1. We are of opinion that the document is admissible. Mr. Jackson says that it is not proved to be a copy within the meaning of Section 63 of the Evidence Act, and that if it is a copy at all it comes under Sub-section 3. The witness says: 'The copy now produced is a copy of the original, and I know it to be so.' Mr. Jackson says that that is not sufficient to show that the document is a copy made from or compared with the original. I think the fair interpretation is that the witness knew it to be a copy made from the original from personal knowledge. Then was there an original document?
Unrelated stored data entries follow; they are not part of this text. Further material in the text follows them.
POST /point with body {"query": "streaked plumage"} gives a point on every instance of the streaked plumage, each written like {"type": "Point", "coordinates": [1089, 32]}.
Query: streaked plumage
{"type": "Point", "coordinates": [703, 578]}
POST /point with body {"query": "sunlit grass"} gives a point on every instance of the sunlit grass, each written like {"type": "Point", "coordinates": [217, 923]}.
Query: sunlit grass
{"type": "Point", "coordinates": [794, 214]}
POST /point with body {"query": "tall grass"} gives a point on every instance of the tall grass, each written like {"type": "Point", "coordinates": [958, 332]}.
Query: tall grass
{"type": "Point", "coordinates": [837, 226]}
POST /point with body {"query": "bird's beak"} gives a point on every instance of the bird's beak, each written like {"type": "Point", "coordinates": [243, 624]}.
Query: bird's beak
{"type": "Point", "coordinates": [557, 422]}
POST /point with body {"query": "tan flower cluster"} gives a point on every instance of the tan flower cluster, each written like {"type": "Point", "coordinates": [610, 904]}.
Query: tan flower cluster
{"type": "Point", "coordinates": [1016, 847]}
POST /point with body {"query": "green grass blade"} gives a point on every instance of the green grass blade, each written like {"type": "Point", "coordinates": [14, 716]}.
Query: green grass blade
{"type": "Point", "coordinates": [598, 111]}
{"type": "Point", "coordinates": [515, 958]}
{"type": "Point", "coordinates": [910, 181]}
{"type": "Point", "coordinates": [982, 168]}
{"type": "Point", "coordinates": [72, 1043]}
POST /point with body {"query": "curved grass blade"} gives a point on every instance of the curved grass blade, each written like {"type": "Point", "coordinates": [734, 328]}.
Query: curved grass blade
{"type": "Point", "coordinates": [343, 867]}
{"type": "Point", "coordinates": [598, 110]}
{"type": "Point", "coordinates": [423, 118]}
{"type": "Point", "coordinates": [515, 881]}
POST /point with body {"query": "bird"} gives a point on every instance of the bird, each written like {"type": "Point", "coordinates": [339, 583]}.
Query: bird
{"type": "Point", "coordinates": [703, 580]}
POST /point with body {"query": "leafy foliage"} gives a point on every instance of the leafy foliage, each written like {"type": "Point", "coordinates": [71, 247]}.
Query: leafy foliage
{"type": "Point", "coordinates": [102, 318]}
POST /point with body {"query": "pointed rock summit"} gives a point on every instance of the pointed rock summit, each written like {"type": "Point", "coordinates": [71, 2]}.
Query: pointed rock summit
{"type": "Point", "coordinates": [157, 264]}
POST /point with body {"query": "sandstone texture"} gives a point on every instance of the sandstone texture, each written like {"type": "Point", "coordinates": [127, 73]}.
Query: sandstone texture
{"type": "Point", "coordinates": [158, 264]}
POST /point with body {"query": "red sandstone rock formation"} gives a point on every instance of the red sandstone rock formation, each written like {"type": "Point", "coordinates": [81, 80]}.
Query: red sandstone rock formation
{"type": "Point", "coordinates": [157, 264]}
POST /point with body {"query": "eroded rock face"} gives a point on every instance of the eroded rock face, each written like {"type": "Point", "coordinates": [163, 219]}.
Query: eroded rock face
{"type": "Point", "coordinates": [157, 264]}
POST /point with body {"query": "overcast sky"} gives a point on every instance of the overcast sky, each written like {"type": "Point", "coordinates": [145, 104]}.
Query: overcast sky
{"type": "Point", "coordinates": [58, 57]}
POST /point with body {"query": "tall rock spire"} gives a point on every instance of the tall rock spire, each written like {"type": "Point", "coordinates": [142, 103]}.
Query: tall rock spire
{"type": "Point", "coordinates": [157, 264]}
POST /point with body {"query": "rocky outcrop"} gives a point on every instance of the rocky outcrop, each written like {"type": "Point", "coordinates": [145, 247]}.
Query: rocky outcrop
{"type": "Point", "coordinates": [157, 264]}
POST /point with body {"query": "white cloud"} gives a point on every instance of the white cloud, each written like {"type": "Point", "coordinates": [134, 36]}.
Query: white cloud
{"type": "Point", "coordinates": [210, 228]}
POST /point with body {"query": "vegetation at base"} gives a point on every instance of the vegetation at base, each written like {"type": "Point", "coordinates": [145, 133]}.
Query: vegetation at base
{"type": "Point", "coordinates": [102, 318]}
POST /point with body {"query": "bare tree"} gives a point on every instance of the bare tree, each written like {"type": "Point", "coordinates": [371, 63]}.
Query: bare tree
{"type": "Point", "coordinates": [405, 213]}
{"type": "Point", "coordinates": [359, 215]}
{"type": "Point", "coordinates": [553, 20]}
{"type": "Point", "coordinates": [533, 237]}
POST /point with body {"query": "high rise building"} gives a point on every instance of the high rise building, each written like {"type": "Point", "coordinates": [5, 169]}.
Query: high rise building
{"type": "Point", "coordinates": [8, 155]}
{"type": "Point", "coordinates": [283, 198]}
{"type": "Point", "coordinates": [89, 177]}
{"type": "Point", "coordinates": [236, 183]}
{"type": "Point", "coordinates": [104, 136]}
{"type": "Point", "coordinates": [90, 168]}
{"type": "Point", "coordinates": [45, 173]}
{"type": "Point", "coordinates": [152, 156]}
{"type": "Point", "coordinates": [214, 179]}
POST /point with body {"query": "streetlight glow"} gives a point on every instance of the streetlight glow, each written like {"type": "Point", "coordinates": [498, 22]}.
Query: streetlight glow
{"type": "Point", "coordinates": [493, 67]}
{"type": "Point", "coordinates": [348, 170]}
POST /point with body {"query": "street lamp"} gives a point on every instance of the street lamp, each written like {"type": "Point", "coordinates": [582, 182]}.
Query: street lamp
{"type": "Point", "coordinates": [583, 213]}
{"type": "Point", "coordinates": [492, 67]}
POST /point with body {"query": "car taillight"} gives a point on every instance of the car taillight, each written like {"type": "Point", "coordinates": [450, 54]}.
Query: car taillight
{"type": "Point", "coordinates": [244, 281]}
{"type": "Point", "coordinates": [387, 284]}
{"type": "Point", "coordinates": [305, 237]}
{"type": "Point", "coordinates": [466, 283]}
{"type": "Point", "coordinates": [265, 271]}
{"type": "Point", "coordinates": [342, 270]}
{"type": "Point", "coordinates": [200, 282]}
The evidence shows that a letter was sent to the Boston Dye Wood Company, and that certain action was taken upon it.
2. Then is this copy admissible in evidence? Section 65 says: 'Secondary evidence may be given of the existence, condition or contents of a document in the following cases:
(a) When the original is shown or appears to be in the possession or power of the person against whom the document is sought to be proved, or of any person out of reach of, or not subject to, the process of the Court, or of any person legally bound to produce it, and when after the notice mentioned in Section 66 such person does not produce it.' There is therefore a clear legislative enactment that notice, or a reasonable notice, must be given, but that is qualified by Section 66, Clause (b) which dispenses with notice 'when the person in possession of the document is out of reach of, or not subject to, the process of the Court.
3. Mr. Jackson argued that there must be evidence of a refusal to produce the original document. I do not see that that is required by the Act at all, and I do not think that it is requisite.
4. Mr. Phillips wishes us to read 'such notice' as applying to statutory notice first and then to reasonable notice. That I think would be governed by or subject to Sub-section 6 of Section 66. The Boston Dye Works are persons out of the jurisdiction of the Court, and we think therefore that notice was not requisite and that the copy is admissible.